The free Na Moolelo Lecture series continues Iolani Palace mission to preserve and share Hawaii’s unique cultural and historical qualities with the community.
Waves of Resistance
Surfing has been a significant sport and cultural practice in Hawaii for hundreds of years. While our moolelo record many ancient surfing stories, hee nalu endured throughout the mid and late 1900s when it was popularized by kanaka like Jonah Kuhio, Victoria Kaiulani, George Freeth and Duke Kahanamoku. In the last century, facing increased marginalization on land, many Native Hawaiians have found refuge, autonomy, and identity in the waves. In Waves of Resistance Isaiah Walker explains that throughout the twentieth century Hawaiian surfers have successfully resisted colonial encroachment in the poina nalu (surf zone). Through such histories of resistance, Walker also explores topics of media misrepresentation, masculinity, and contemporary surfing identities.

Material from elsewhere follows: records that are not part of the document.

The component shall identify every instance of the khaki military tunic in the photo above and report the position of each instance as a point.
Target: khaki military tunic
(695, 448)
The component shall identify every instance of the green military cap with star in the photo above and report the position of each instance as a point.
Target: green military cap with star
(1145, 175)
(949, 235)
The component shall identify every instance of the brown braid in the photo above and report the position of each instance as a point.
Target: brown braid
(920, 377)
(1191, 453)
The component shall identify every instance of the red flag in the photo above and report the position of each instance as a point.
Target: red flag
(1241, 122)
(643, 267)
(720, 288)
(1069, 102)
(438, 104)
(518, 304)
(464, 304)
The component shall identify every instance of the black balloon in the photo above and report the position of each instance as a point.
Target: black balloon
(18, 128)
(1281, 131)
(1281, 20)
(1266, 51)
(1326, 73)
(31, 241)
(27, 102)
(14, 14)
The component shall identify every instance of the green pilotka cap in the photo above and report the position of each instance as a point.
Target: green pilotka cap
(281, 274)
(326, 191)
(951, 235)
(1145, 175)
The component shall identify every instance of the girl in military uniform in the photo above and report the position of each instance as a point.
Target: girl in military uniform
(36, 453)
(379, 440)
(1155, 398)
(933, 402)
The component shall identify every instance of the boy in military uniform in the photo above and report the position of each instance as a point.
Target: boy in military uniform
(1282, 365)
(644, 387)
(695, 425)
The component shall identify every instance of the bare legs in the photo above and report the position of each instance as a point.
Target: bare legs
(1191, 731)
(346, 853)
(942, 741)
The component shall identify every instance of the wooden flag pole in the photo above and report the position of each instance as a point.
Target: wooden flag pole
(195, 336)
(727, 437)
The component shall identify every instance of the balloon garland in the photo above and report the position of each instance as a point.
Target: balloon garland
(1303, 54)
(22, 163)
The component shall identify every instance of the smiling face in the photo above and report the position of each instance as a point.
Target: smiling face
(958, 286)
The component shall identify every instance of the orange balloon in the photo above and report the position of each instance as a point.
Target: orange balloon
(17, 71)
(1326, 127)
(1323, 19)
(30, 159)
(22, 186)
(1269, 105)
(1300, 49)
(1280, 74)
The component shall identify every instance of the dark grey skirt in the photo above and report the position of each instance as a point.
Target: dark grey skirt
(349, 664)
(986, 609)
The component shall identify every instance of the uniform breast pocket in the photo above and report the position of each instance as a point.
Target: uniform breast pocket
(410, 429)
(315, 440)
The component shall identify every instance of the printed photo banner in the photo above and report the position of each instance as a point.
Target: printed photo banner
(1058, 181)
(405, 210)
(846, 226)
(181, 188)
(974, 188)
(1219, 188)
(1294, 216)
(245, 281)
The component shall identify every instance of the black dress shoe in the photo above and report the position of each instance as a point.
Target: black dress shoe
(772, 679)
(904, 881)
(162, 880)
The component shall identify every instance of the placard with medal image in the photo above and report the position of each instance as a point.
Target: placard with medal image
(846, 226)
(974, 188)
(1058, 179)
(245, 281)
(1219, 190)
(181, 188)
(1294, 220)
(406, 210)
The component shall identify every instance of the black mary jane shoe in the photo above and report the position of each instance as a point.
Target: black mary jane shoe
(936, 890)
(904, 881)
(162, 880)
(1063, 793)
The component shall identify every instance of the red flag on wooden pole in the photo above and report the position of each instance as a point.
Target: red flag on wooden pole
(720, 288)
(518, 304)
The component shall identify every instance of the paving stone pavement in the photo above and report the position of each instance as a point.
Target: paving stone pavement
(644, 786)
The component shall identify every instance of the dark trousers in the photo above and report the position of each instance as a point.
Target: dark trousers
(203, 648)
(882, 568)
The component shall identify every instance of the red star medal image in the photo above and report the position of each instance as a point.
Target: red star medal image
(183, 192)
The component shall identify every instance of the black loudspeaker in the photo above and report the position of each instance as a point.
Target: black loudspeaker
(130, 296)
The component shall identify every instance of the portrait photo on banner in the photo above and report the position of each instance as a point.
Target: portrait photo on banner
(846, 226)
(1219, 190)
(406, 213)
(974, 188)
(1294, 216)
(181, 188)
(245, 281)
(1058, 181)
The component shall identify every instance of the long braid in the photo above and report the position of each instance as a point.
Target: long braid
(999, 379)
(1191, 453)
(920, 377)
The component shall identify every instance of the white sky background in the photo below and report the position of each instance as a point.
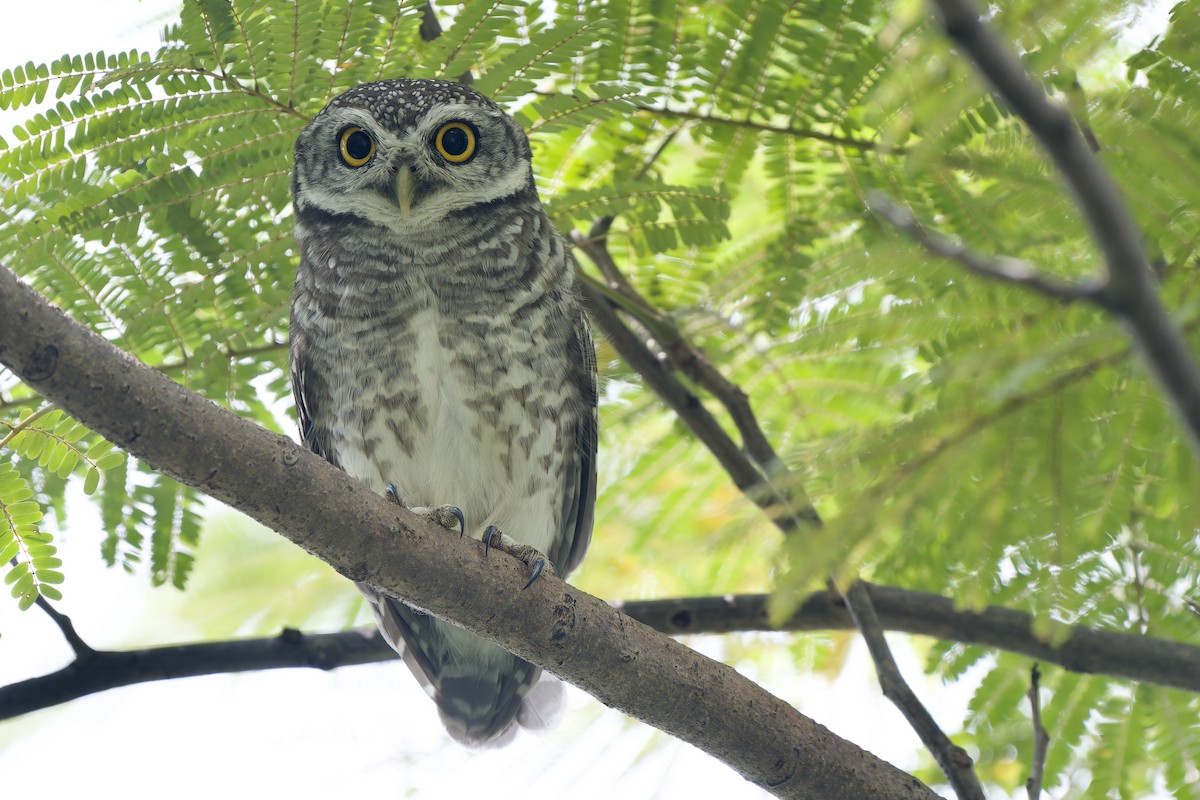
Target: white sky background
(304, 733)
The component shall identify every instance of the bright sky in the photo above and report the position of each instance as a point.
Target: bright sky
(357, 732)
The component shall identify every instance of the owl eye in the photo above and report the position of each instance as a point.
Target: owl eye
(455, 142)
(357, 146)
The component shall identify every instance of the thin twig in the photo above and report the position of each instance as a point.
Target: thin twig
(82, 649)
(773, 488)
(1131, 290)
(1008, 270)
(24, 423)
(953, 759)
(1041, 738)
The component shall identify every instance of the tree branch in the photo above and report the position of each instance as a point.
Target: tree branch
(955, 763)
(1086, 650)
(81, 648)
(103, 669)
(1129, 290)
(1041, 738)
(370, 540)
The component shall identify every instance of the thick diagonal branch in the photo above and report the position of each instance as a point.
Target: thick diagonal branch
(370, 540)
(1129, 289)
(1085, 650)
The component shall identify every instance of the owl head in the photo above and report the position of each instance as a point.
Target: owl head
(403, 155)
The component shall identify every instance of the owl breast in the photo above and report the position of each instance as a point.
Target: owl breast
(455, 411)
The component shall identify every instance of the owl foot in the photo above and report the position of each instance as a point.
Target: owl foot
(537, 563)
(449, 517)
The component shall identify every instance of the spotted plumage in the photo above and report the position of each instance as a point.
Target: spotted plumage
(438, 344)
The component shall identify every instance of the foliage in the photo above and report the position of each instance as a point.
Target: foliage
(960, 437)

Speaker: Dr. Isaiah Walker
Dr. Isaiah Walker is a Professor of History at Brigham Young University-Hawaii where he teaches Hawaiian and World History. He specializes in the history of hee nalu and argues that the poina nalu (surf zone) has been a kind of puuhonua for Hawaiians over the last 200 years. He also contends that Hawaiian surfers played a critical role in resistance to colonialism since the occupation of the Hawaiian Kingdom. In addition to writing various academic articles, he is the author of Waves of Resistance: Surfing and History in 20th Century Hawaii. He was born and raised in Hilo and currently resides in Punaluu, Oahu, with his wife and 5 keiki.
All discussions will take place at 3:00 pm in the Kanaina Building on the Palace Grounds. Admission is free.